Anstatt – darauf angesprochen – also empört zu denken oder zu sagen “Ich bin doch nicht rassistisch!” wäre es ein guter erster Schritt, anzuerkennen: es wäre schon sehr komisch, wenn ich es nicht wäre. Dafür muss ich mich auch nicht schämen. Ich kann nichts dafür, dass ich mit dieser Hautfarbe geboren wurde. Dass ich mit ihr aufgewachsen und sozialisiert bin. Ich bin deshalb nicht automatisch “böse”.

Aber ich bin mit verantwortlich

Aber ich bin schon dafür verantwortlich, wenn alles so bleibt. Das bedeutet: Wenn ich nicht daran arbeite, selbst ein anderes, weiteres Bewusstsein für Rassismus zu bekommen.

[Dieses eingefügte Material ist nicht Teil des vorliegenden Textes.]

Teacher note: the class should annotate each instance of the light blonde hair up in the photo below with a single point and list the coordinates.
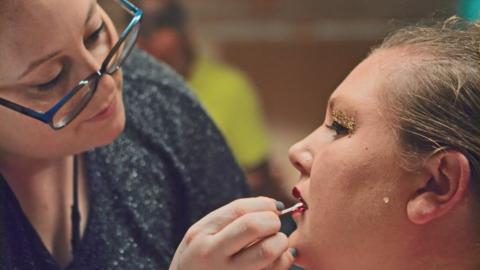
(436, 97)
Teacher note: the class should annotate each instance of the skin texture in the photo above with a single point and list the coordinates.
(365, 210)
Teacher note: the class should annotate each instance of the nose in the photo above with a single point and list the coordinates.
(301, 157)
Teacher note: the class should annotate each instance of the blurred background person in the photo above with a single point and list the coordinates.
(469, 9)
(225, 91)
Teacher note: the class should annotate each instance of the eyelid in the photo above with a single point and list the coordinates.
(96, 33)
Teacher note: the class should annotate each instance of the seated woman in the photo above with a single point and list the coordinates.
(391, 178)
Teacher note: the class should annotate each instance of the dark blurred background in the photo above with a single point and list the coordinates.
(297, 51)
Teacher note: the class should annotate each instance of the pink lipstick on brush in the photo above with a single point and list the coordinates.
(299, 207)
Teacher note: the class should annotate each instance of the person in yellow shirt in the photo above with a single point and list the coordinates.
(226, 92)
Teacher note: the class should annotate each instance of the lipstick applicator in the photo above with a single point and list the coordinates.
(297, 208)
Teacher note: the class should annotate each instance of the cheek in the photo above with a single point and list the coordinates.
(348, 188)
(23, 136)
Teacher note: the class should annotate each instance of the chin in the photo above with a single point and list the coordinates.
(113, 130)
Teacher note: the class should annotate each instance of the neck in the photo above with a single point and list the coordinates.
(43, 188)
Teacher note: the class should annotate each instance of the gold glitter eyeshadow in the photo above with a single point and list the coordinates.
(344, 120)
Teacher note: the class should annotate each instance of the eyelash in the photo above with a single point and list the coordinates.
(52, 83)
(339, 129)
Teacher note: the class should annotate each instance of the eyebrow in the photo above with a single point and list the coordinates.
(331, 103)
(38, 62)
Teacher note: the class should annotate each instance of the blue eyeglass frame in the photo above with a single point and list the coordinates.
(47, 117)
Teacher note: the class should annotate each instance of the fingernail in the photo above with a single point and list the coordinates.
(293, 251)
(280, 206)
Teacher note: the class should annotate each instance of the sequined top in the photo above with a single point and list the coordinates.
(169, 168)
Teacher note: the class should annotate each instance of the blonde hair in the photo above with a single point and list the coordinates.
(436, 99)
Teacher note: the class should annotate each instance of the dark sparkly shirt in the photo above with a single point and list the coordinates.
(169, 168)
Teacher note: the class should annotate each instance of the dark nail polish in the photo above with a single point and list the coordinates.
(280, 206)
(294, 252)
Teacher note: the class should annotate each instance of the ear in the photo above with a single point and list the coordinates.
(444, 185)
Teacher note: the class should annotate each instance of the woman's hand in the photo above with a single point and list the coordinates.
(242, 235)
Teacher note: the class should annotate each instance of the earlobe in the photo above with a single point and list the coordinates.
(445, 185)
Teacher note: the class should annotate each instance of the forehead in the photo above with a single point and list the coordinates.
(366, 83)
(30, 29)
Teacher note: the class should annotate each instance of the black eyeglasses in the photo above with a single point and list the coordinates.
(71, 104)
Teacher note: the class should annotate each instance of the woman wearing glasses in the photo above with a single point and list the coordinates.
(76, 192)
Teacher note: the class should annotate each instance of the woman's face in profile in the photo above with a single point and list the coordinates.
(47, 48)
(351, 177)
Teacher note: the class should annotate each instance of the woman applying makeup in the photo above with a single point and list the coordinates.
(106, 159)
(391, 178)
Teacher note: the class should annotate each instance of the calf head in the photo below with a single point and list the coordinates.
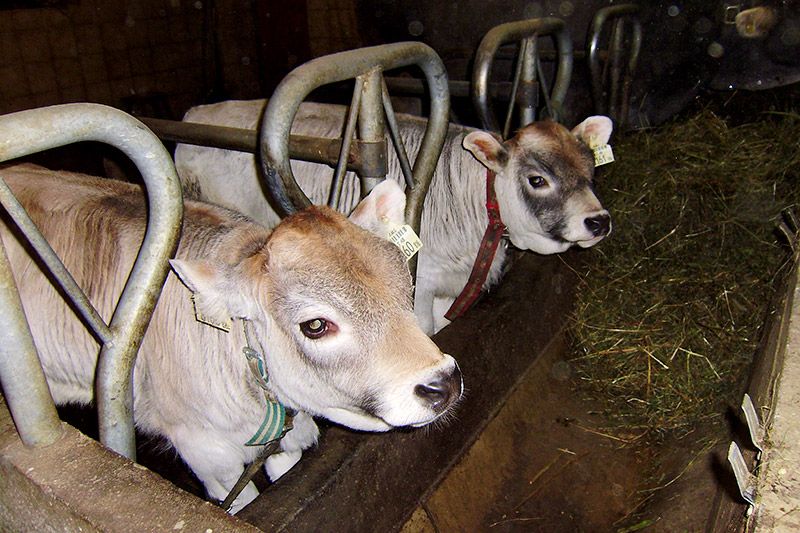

Dabei können mir von Rassismus betroffene Menschen helfen, indem sie mich darauf aufmerksam machen.

Ein Buch, das ich für diesen Weg empfehlen kann, ist “Exit Racism” von der bereits genannten Tupoka Ogette. Es gibt es zum Lesen zu kaufen oder auch als kostenloses Hörbuch – etwa auf Spotify. Auf der Website www.exitracism.de findest du zudem weiteres, hilfreiches Material und Links.

Initiativen gegen Rassismus

Und wenn ich an mir selbst arbeite und nach und nach den Rassismus in unserer Welt in seiner ganzen Dimension wahrnehmen lerne, will ich mich sicher automatisch auch dafür einsetzen, dass wir ihn gemeinsam überwinden.

Wenn du über deinen persönlichen Bewusstseinwandel hinaus gehen und in Gemeinschaft mit anderen gegen Rassismus eintreten möchtest, dann findest du auf der amerikanischen Website www.racialequitytools.org weitere Tipps, Anleitungen und Ideen. Zudem gibt es auch in Deutschland etliche Initiativen gegen Rassismus. Hier einige Tipps:

  • Die Amadeu Antonio Stiftung fördert Anti-Rassismus-Projekte und gibt auf ihrer Website auch Tipps, wie du aktiv werden kannst: www.amadeu-antonio-stiftung.de
  • Der Verein Gesicht zeigen bietet Workshops, Veranstaltungen, Infos und Kampagnen zum Mitmachen gegen Rassismus und Rechtsextremismus: www.gesichtzeigen.de
  • Die Initiative Schwarze Menschen in Deutschland Bund e.V. hat es sich zur Aufgabe gemacht, die Interessen Schwarzer Menschen in Deutschland zu vertreten: http://isdonline.de
  • Die Bewegung Black Lives Matter hat überall auf der Welt Anhänger*innen und Mitstreiter*innen. Zum Beispiel auch in Berlin: www.blacklivesmatterberlin.de
  • Unter dem Hashtag #unteilbar versammeln sich mehrere Organisationen, um sich für globale Solidarität und gegen Rassismus in verschiedenen Kontexten einzusetzen: www.unteilbar.org
  • Auch bei Amnesty International gibt es Infos, Tipps und du kannst dort auch ein kostenloses Aktionspaket mit Broschüren, Aufkleber, Argumentationshilfen u.v.m. bestellen: www.amnesty.de/kampagne-gegen-rassismus-deutschland

Sicher gibt es noch weitere Initiativen und Organisationen. Hinterlasse einfach einen Kommentar mit Link, wenn dir noch etwas fehlt. Ich würde mich freuen, wenn du mit dabei bist, auf einem Weg in eine bessere Welt!